Menurutnya ilustrasi tersebut sama dengan fenomena batubara di Indonesia. Di satu sisi membutuhkan energi murah untuk meningkatkan pembangunan dan kesejahteraan masyarakat tetapi di sisi lain punya komitmen untuk Paris Agreement.
Maka dari itu, PTBA menyodorkan konsep manajemen karbon. Jelasnya, target reduksi karbon harus diperhitungkan oleh semua instansi dan semua perusahaan. Tidak hanya sekadar menerapkan pajak karbon tetapi di internal Indonesia harus ada mekanisme transaksi kredit karbon.
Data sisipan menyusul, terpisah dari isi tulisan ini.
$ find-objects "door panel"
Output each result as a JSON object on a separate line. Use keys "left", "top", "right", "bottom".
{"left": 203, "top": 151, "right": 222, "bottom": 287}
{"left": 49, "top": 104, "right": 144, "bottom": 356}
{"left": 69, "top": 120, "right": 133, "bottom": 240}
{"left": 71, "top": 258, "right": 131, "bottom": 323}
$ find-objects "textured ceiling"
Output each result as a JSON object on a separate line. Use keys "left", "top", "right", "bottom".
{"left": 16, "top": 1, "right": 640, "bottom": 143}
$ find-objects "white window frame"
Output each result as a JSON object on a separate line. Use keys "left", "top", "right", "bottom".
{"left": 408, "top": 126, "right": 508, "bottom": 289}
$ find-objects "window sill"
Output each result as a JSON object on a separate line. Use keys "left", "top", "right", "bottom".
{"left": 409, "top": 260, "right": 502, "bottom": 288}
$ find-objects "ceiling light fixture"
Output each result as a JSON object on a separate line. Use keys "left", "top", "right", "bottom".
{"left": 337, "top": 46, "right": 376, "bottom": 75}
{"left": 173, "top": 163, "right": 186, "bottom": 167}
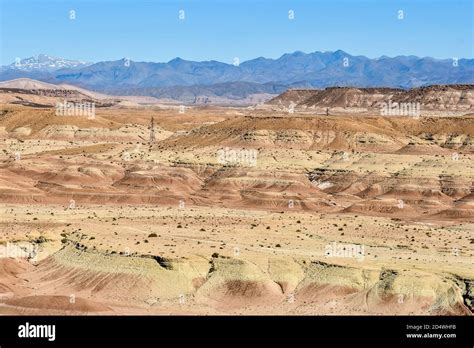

Apabila perusahaan sudah membeli kredit karbon maka pajak bisa direduksi. Di sisi lain, pajak karbon bisa tinggi jika perusahaan tidak melakukan transaksi atau tidak berupaya mengurangi reduksi emisi karbon.
Menurut Suryo, jika sistemnya bisa dibuat demikian, Indonesia tidak perlu menginduk ke belahan dunia lain. “Jika sudah menerapkan kredit karbon, saya yakin penurunan emisi karbon bisa diatur dengan baik dan semua lapisan perusahaan yang notabene memproduksi karbon akan tergerak sendiri untuk menurunkan emisi karbonnya,” tandasnya.